Light-emitting diodes (LEDs) are one of the trendiest technologies in the greenhouse industry. There are particularly interesting opportunities with LEDs in the production of young plants (plugs and liners) and high-wire vegetable (tomato, cucumber and pepper) crops.
The question is not if, but when, LEDs will become commonplace for plant lighting in commercial greenhouses. Opportunities also exist for LEDs in completely enclosed environments, especially when there are prospects to produce plants during much or all of the year.

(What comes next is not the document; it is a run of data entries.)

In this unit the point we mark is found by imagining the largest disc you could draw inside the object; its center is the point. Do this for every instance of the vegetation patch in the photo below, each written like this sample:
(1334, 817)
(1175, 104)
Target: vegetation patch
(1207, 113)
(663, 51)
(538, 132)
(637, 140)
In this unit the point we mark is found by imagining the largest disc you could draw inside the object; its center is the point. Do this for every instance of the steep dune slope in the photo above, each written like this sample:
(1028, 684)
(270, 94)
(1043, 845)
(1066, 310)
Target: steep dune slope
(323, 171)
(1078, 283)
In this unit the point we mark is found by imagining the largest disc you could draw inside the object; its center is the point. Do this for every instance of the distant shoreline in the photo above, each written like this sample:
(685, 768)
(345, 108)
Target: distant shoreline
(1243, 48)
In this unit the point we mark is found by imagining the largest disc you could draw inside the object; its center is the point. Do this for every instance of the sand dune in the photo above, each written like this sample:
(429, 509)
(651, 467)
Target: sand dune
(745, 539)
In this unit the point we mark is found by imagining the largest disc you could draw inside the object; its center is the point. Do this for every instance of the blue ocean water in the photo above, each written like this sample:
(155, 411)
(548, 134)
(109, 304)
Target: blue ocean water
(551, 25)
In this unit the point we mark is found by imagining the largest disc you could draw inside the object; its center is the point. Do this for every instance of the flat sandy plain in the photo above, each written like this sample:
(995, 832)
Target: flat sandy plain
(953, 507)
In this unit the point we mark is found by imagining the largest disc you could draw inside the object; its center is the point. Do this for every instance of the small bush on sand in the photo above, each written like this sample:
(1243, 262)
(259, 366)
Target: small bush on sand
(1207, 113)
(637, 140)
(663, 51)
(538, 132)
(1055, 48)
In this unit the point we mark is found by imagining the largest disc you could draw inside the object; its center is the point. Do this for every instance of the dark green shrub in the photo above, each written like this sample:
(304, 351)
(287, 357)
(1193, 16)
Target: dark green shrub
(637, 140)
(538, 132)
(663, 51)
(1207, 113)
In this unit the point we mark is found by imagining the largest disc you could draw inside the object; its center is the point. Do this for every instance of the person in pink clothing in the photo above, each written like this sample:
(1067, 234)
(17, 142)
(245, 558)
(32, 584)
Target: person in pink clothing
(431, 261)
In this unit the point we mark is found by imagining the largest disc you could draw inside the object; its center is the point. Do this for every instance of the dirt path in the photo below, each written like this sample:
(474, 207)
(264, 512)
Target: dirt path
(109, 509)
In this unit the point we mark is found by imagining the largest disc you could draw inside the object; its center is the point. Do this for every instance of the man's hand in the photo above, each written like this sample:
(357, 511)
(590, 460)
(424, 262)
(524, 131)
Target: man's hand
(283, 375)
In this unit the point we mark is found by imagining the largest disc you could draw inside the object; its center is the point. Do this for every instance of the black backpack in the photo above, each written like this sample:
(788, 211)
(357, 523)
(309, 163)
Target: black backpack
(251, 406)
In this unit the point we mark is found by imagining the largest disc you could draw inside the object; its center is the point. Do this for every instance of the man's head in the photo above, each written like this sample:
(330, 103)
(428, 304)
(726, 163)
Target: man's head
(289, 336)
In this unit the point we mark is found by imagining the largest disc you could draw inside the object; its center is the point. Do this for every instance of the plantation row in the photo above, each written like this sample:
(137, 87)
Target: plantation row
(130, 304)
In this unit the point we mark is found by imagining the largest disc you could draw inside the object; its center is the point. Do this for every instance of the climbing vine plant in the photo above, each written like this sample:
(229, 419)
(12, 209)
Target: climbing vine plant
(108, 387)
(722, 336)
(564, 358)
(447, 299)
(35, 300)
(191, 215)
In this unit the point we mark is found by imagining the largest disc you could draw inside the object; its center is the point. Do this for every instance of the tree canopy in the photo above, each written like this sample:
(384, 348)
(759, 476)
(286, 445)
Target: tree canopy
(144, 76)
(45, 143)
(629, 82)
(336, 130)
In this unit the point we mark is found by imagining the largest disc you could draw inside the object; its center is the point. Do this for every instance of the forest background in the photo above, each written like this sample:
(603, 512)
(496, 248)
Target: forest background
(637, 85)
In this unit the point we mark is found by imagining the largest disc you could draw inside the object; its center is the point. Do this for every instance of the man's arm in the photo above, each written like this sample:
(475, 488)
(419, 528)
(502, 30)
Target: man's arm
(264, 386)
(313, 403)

It’s probably obvious, but light is critical to plant growth and development. Light controls growth of leaves, stems and roots; plant architecture (plant height and branching); and flowering (time to flower and flower quality). The growth and development of LEDs is based on human applications — both indoor lighting (homes and offices) and outdoor lighting (street lights and parking garages). Although there are some similarities to lighting for plants as there are for people, there are also many differences. People don’t flower, and people don’t branch or elongate based on the light environment. Most people prefer white light whereas that’s not necessarily true for plants.
In late 2010, a grant was funded by the USDA National Institute of Food and Agriculture through the Specialty Crop Research Initiative to investigate the development and application of LEDs in specialty crop production. This multi-disciplinary team includes faculty and graduate students at Purdue University, the University of Arizona, Rutgers University and Michigan State University, as well as the company ORBITEC. We have a stakeholder group that includes a broad range of ornamental and vegetable crop producers, providing input and support (financial and otherwise) in this project.
Scientific research is a relatively slow and rigorous process. Experiments have to be conducted so plant responses can be specifically attributed to treatment effects, and not some other, potentially confounding variables. When we provide lighting treatments to crops, we have to carefully and meticulously ensure that other factors, such as light intensity, temperature and fertility, are similar among treatments. In addition, experiments are often repeated to ensure what happens the first time happens the second time. This helps improve the confidence we place in results from lighting treatments.
Recently, we developed a website for our LED project (http://leds.hrt.msu.edu ) that provides information about our project’s objectives, background information on the desirable attributes of LEDs, unbiased publications about greenhouse lighting from our group, and the people and companies involved. There are two recent additions to this website: 1) presentations delivered to scientific and grower groups, which provide updates on the research being conducted and 2) a frequently asked questions page that presents responses to 14 questions about LEDs for plant applications. Some of the questions we address are:
• Why use LED lighting in greenhouses?
• What color spectrum should be used and should it
• When selecting an LED system, what are the most important things to be considered?
Our team is certainly not the only group working with LEDs for plant applications; universities and companies throughout the world — especially in the Netherlands — are determining how to best use LED technology for different plant production situations. As we move forward, it is important for potential users of LEDs to be able to separate marketing claims and hype from scientific, research-based information. Presently, the limiting factor to the installation of LEDs in commercial greenhouses is cost. A return on investment will be more favorable in situations where lighting is used much of the year and where electricity costs are especially high.